A Theft

“How could someone steal a coat from a church? And, in this weather? Isn’t a church considered holy space?” Slava asks.


The recently emigrated, Jewish couple I have been tutoring in English, along with my husband, sit across from us as we drink tea together. Teatime is our post-lesson ritual, where the greatest amount of cultural information is passed among us—in Russian and without the impediment of faulty or halting English.

As the cold, dry snow of a bitter, early February falls outside of the window, I consider how best to respond.

“Well,” I begin, “First of all, the church is a large, wealthy urban church in the heart of a metropolitan downtown. The neighborhood around the church is economically depressed. Thus, it is possible that the coat was stolen by a stranger merely walking through the building that day and not a member of the church itself.”

“Yes,”  Slava counters, “but it was a very expensive coat, a very good coat.”

“The fact that it was an expensive coat would make it all the more desirable to a stranger passing through the church,” I explain.

Slava shakes his head in disbelief. Having come from Moscow, the idea of stealing another person’s winter coat is akin to the concept of stealing a person’s only means of transportation, or horse (a crime punishable by death) in the old American West. No coat in northern Russia, no horse in the American West–either way you are stranded. Still, Slava is having a hard time wrapping his head around what has happened.

Truth is that winters here are almost as brutal as they are in parts of Russia, with temperatures reaching -20, -30 or, more rarely, -40 degrees Fahrenheit. In Soviet Russia, a good winter coat is absolutely necessary for survival, highly personal, expensive and a carefully maintained investment, which lasts many years. A good, Russian winter coat is often handed down through one’s family.

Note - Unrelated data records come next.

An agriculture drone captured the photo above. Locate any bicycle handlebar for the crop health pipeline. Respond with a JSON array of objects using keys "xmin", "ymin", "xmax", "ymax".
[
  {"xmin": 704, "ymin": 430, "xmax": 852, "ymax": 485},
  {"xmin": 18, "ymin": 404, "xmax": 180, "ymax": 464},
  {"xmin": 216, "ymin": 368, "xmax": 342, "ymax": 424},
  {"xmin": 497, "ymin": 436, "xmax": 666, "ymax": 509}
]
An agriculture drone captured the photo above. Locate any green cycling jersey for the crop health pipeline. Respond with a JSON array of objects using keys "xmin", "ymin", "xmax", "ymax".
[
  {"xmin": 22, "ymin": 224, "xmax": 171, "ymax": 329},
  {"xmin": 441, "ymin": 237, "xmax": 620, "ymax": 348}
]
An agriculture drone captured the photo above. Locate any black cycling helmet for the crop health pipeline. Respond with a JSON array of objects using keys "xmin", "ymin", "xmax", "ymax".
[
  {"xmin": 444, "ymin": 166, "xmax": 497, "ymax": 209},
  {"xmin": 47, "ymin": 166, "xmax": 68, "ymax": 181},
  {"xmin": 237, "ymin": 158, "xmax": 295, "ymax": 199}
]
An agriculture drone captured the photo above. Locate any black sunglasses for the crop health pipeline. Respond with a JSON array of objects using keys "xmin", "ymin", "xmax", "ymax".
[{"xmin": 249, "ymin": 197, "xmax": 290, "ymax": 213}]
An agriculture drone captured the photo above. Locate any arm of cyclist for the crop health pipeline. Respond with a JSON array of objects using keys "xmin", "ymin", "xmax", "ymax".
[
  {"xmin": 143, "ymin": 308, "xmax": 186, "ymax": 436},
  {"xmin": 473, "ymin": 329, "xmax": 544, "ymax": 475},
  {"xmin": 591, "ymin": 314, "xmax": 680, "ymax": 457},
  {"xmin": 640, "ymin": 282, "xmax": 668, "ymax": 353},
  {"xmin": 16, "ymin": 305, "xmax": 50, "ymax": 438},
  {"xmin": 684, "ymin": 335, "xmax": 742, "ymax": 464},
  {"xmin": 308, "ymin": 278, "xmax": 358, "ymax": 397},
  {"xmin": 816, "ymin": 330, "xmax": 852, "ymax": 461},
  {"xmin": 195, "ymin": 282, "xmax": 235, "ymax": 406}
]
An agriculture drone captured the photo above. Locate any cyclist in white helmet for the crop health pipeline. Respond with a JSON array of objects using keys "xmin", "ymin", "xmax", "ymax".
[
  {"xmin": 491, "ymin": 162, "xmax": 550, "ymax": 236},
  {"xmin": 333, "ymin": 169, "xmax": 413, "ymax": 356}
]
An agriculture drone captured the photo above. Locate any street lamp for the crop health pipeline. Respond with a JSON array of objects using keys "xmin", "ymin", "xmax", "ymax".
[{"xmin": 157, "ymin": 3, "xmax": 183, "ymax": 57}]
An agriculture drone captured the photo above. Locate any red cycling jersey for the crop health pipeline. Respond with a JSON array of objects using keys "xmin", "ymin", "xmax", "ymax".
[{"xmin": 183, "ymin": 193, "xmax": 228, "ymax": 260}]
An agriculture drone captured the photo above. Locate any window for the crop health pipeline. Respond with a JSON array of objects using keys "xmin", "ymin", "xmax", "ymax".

I continue explaining, “Things are not equal here—economically. Sometimes people who face moderate to severe economic disadvantage ‘help themselves’ to other people’s belongings. People who engage in such acts of theft might reason that a wealthier person can afford another coat, after they take a short drive in their comfortably heated car, whereas they themselves have to take public transportation and actually need such a coat to function.  But, I am only guessing. I do not know the exact circumstances surrounding the theft of the coat.”

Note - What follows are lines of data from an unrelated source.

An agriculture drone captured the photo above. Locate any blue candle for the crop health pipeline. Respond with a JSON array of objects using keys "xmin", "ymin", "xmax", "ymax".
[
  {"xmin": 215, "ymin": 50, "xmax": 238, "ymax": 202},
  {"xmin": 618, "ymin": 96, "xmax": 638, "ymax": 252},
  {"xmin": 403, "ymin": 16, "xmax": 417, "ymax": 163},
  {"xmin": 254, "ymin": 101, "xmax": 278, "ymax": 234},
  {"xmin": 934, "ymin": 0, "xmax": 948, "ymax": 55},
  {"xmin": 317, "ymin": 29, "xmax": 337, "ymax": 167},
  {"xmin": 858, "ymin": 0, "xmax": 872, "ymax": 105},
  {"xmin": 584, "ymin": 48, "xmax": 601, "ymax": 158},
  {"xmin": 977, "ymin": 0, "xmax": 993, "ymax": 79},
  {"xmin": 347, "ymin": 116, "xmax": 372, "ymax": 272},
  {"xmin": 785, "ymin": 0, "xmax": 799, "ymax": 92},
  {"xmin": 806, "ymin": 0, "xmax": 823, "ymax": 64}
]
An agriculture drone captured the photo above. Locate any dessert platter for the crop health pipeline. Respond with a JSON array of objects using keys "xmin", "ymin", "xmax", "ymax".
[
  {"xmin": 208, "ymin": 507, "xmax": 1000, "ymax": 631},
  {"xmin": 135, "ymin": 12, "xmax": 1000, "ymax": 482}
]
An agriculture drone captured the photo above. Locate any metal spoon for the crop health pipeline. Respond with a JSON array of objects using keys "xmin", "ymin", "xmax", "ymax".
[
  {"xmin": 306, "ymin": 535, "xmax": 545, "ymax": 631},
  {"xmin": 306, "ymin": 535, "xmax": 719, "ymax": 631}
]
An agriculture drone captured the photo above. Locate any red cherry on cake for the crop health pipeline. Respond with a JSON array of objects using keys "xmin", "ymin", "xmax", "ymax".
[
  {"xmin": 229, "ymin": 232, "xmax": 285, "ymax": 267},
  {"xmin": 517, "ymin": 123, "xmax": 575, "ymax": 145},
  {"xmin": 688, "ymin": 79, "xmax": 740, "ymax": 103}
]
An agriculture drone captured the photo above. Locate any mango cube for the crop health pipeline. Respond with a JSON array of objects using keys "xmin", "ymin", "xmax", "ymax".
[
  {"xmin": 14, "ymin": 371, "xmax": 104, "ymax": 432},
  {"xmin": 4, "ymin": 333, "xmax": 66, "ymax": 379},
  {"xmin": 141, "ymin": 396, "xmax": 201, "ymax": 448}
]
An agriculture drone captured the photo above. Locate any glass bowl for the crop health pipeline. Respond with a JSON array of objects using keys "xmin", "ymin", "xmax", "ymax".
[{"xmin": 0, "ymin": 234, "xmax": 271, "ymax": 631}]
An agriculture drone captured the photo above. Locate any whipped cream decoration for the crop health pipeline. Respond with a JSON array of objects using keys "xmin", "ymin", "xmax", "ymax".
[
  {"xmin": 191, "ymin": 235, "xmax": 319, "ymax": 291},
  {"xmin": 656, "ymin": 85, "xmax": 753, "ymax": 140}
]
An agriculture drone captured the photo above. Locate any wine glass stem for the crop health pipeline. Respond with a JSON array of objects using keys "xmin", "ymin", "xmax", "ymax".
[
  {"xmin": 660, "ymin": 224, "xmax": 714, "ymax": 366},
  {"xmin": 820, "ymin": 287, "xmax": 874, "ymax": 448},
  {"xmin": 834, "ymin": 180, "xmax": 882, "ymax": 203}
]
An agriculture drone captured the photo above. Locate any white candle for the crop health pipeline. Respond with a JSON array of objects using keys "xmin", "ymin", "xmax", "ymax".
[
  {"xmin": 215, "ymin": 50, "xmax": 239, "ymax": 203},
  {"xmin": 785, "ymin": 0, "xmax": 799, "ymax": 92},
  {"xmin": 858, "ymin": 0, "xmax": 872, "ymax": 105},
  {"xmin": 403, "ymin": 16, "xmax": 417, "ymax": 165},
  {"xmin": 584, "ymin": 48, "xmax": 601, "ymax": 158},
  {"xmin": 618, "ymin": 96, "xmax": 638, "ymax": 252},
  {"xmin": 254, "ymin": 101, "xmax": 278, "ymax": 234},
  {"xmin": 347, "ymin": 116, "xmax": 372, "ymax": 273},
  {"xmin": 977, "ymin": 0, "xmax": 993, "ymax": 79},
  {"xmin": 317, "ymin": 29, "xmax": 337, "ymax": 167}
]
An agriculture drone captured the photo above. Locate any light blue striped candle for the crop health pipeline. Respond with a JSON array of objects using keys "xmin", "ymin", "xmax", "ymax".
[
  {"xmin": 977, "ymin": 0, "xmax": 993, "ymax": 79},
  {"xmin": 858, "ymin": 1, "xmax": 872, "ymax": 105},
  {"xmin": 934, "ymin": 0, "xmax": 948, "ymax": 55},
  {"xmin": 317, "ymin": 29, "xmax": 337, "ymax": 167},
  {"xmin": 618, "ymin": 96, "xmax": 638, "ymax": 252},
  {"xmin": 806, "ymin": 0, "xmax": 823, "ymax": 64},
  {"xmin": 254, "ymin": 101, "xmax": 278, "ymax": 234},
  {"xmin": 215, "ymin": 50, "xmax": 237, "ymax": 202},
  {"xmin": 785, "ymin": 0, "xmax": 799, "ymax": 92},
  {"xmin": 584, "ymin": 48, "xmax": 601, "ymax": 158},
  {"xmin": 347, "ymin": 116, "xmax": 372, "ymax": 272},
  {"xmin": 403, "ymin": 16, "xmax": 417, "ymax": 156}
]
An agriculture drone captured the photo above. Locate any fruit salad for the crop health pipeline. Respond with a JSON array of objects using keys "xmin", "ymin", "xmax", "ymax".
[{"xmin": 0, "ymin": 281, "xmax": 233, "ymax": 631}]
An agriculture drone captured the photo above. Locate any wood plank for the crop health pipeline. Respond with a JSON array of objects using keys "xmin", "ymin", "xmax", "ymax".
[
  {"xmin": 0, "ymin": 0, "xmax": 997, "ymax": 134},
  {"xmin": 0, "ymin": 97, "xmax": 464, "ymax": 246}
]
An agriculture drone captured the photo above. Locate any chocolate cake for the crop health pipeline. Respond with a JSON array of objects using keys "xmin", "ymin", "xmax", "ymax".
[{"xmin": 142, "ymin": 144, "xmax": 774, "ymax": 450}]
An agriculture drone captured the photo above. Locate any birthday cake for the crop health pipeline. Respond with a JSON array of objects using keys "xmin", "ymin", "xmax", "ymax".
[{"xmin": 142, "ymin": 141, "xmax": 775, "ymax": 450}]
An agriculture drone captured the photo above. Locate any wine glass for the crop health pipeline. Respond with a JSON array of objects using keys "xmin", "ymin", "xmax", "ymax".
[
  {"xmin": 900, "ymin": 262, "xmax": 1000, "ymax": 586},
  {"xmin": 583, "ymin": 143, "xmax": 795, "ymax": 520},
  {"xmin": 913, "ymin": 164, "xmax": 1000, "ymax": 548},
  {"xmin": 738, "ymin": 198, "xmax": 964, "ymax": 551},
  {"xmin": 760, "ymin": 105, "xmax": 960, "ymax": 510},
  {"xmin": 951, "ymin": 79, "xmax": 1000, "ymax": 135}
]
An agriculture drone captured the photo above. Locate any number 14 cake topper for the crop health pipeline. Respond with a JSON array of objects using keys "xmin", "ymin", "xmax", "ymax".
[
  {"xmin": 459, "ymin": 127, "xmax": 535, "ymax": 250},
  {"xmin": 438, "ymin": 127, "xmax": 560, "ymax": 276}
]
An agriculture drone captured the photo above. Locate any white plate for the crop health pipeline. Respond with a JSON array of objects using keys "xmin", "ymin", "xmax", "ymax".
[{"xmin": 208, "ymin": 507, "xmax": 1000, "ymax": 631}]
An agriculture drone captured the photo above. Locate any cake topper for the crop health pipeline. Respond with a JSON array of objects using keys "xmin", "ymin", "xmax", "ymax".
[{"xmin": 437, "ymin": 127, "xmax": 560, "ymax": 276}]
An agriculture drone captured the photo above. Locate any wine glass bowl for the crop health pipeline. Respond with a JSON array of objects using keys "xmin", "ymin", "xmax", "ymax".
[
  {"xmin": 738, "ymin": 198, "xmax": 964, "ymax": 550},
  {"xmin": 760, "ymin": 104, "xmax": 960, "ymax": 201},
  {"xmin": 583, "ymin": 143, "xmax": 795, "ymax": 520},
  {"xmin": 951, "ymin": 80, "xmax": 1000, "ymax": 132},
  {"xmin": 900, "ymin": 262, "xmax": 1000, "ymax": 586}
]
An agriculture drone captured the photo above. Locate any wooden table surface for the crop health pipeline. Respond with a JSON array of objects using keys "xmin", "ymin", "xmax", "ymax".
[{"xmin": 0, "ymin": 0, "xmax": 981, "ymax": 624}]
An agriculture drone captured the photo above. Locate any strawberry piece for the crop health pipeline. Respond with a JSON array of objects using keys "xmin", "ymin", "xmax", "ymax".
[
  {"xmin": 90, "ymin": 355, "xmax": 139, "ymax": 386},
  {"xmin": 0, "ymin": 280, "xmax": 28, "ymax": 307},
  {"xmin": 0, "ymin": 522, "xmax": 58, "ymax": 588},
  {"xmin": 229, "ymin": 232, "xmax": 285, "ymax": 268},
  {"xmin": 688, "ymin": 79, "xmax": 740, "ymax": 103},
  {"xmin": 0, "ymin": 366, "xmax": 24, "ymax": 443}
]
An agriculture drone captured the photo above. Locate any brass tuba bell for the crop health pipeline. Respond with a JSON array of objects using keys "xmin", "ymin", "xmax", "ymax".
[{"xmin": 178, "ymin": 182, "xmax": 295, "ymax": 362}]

“But, it was a church,” Slava intones.

“Yes. It was a church. Ideally, this would be considered sacred space. But, not everyone is spiritually respectful or even ‘religious;’ thus, sometimes pain, greed, anger or desparation override a person’s sense of what is sacred.

“What makes a space sacred?” I continue. “It is how we behave as a community, in a specific location, that renders a space sacred—not the physical structure.”